Chase Utley, Jimmy Rollins, Ryan Howard and other unmentionables gave the Mets all kinds of headaches.
Those days are, pleasantly, over, and while the Phillies appear to be trotting out all these guys now as memories of a bygone era that hasn't really fully ended, their time as a championship contender has clearly passed. Rollins, Howard and Utley remain, but shells of their former selves, bound to the Phillies by albatross-like contracts that still have years remaining on them and nobody interested in taking them on. The Mets, on the other hand, are younger, if not simply in a more promising position than the Phillies, but tonight they rode the wave of a couple of their veterans to bring home a 5-4 victory that appeared for a hot second like it was bound to end in disaster.

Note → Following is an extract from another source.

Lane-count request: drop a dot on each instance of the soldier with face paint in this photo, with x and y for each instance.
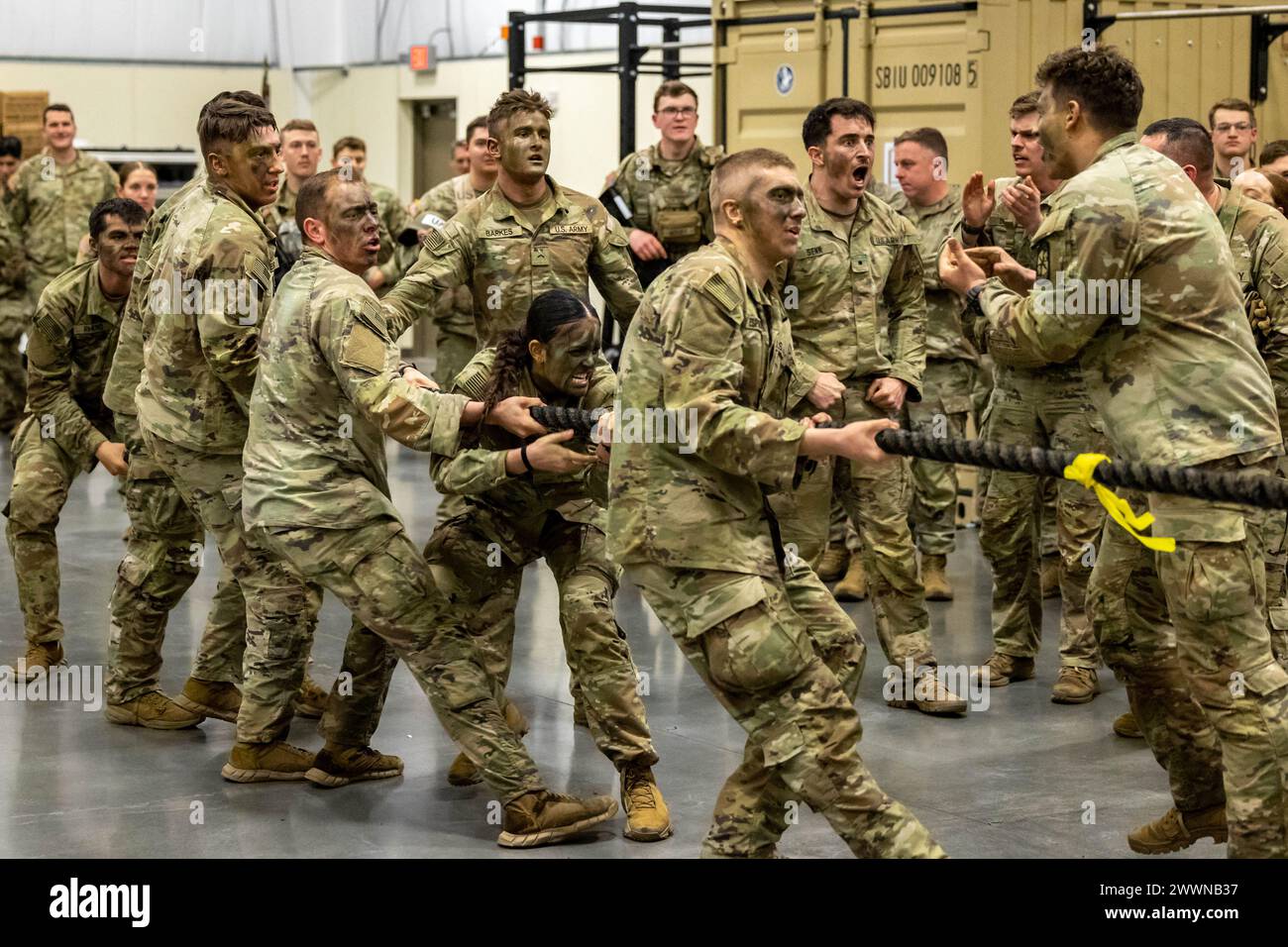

Bartolo Colon, who's been about as consistent as you could expect from a grossly overweight 40-year old pitcher, mowed the Phillies down for 8 innings in an outing as efficient as the one he ran off against the Phillies just a week and a half ago. Colon's mound opponent was the equally ageless A.J. Burnett, just as it was in New York that night, and while the Mets didn't attack him the way they did last week, they did still knock him around for a few runs, including a 4-run 4th inning where they managed to get 6 hits in 7 At Bats to plate 4 runs, and a 5th inning Travis d'Arnaud Home Run that staked the Mets out to a 5-0 lead.
Colon, meanwhile, allowed little to the Phillies, save a Marlon Byrd Home Run in the 7th inning, and departed after the 8th inning with a 5-1 lead that appeared to be pretty safe. But these Phillies, who have certainly kept battling against the Mets in prior years, didn't lie down, and instead jumped Dana Eveland for a few quick hits, forcing Jenrry Mejia to be rushed into the game, where the Phillies jumped him for a few more quick hits, including a Grady Sizemore drive that appeared headed towards the seats—and instant disaster—before dying at the warning track and clanging off the wall for a 2-run double that put the tying run in scoring position with 1 out. Carlos Ruiz, another of the cagey Philly veterans, followed with a dying quail of a hit out into shallow Right Field, one of those hits that seemed destined to fall in and, in another time and another place, it probably would have fallen in and allowed Shane Victorino to score the tying run and jump out of his uniform with glee. But Curtis Granderson, who lacks in age and tenure of the Philly crew or Bartolo Colon, but is certainly a sage veteran in his own right, came in and saved the day with a sliding catch for the first out, and managed to hold the runner at 3rd base. Mejia was then able to stagger his way through the final two outs, allowing a run-scoring ground out and then striking out Reid Brignac for the final out of the game, as the Mets won—and after an inning like that, perhaps you could say they won the damn thing—5-4.
The win was the Mets 9th of the season over Philly, and their 6th win in Philadelphia in 7 attempts. These are the sort of statistics that you couldn't imagine happening back in 2008 or 2009, but such is Baseball. Time passes, players get old and tables eventually do turn. The hope now is that the Mets continue to trend upward and their numbers against Philadelphia begin to translate to other teams.